We had a great webinar!
Thanks for all the interest and all your questions!
And here are the slides:
Q & A
Q : Does Spark only work with small data sets?
A : Spark can work with large datasets just as well. If you have small data sets (GBs) Spark works better than Hadoop.
Q : Do I need to load all data in memory to use Spark?
A : No. Spark can access data on disk or in memory. Not all data has to fit in memory.
How ever, if data fits in memory, Spark can process the data in memory (super fast!)
Q : I am currently using Hadoop. Can I try Spark side by side?
A : Yes. The easiest way is to use your distribution’s installer to install Spark. Latest versions of Cloudera and Hortonworks support installing Spark easily.
Q : I already have data in Hive warehouse. Do I need to ‘re-import’ data into Spark to use Spark SQL?
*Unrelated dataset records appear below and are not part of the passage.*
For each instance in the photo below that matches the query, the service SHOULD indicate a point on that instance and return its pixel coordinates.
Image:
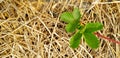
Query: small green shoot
(72, 19)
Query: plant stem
(109, 39)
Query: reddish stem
(109, 39)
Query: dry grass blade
(32, 29)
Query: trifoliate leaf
(76, 14)
(71, 27)
(75, 40)
(92, 27)
(67, 17)
(91, 40)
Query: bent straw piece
(109, 39)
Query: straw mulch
(32, 28)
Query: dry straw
(32, 29)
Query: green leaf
(91, 40)
(92, 27)
(75, 40)
(71, 27)
(76, 14)
(67, 17)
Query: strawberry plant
(86, 31)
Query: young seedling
(86, 31)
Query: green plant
(86, 31)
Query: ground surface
(32, 28)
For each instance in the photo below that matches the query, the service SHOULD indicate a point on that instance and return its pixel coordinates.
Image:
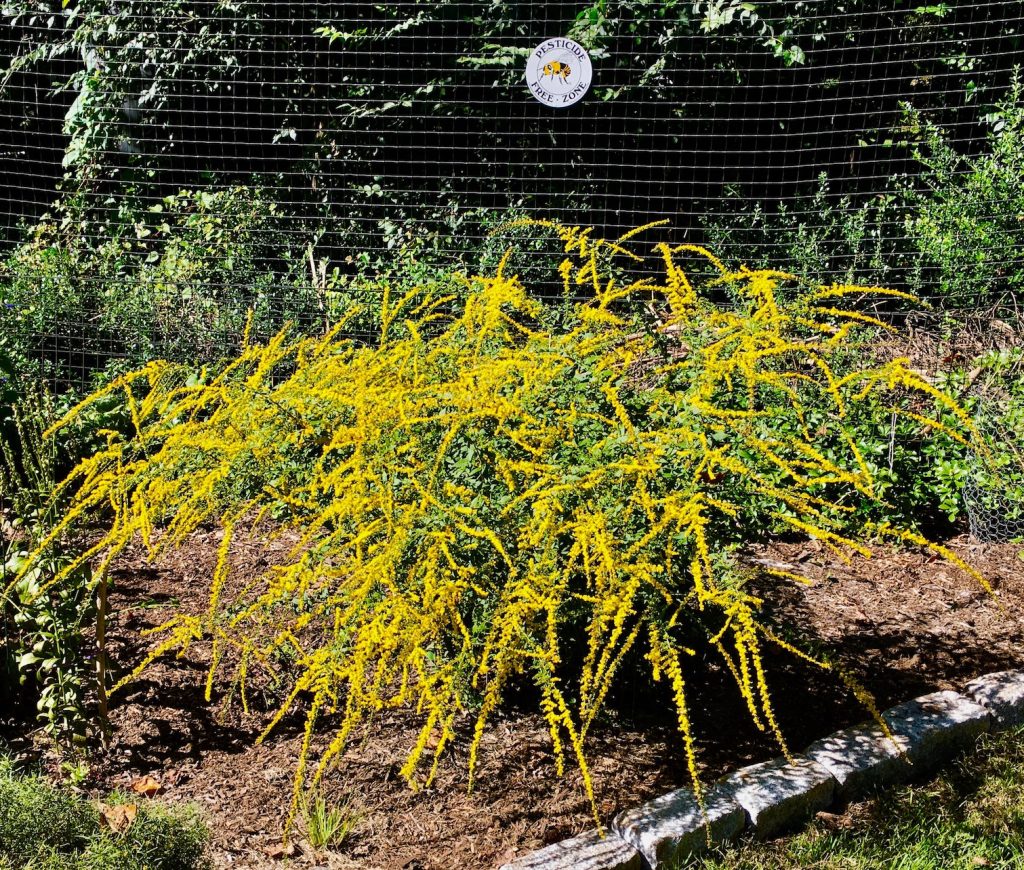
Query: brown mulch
(904, 623)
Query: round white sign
(558, 72)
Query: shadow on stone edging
(772, 796)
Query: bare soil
(904, 623)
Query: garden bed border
(772, 796)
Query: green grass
(971, 816)
(43, 827)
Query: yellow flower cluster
(477, 489)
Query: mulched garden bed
(904, 623)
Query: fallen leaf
(146, 786)
(281, 850)
(118, 819)
(834, 820)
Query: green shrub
(484, 497)
(953, 234)
(44, 651)
(179, 283)
(43, 827)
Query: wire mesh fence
(173, 165)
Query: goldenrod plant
(478, 491)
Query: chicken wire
(304, 143)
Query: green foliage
(488, 496)
(44, 646)
(971, 816)
(968, 222)
(326, 824)
(178, 283)
(43, 827)
(952, 234)
(995, 484)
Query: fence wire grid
(171, 165)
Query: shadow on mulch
(902, 624)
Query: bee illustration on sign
(558, 73)
(558, 69)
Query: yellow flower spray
(479, 487)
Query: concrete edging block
(777, 794)
(936, 726)
(587, 852)
(1001, 694)
(861, 758)
(675, 826)
(781, 793)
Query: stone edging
(774, 795)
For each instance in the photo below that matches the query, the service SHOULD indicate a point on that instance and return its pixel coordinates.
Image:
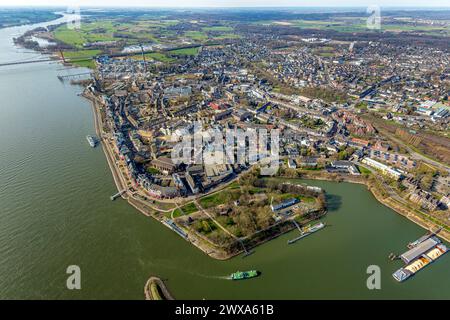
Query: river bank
(155, 289)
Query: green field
(216, 199)
(185, 52)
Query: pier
(155, 289)
(118, 194)
(74, 76)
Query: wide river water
(55, 211)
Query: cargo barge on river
(421, 253)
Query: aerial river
(55, 211)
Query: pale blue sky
(231, 3)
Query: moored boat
(91, 140)
(241, 275)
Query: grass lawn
(218, 28)
(217, 199)
(196, 35)
(185, 52)
(185, 210)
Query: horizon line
(218, 7)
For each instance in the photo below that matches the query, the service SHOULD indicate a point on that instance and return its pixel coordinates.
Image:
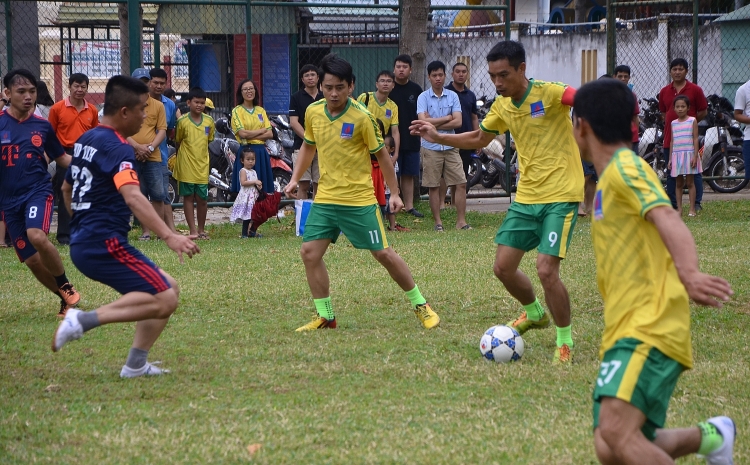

A : No. Spark can directly query data in Hive datamart.
Original Webinar Annoucemnet
Apache Spark has become a very popular Big Data technology. Is Spark replacing Hadoop? If you are running Hadoop should you think about moving to Spark?
When does using Spark or Hadoop make sense?
In this webinar, we will discuss the features of both Spark and Hadoop . We will also high light some use cases where each technology is appropriate.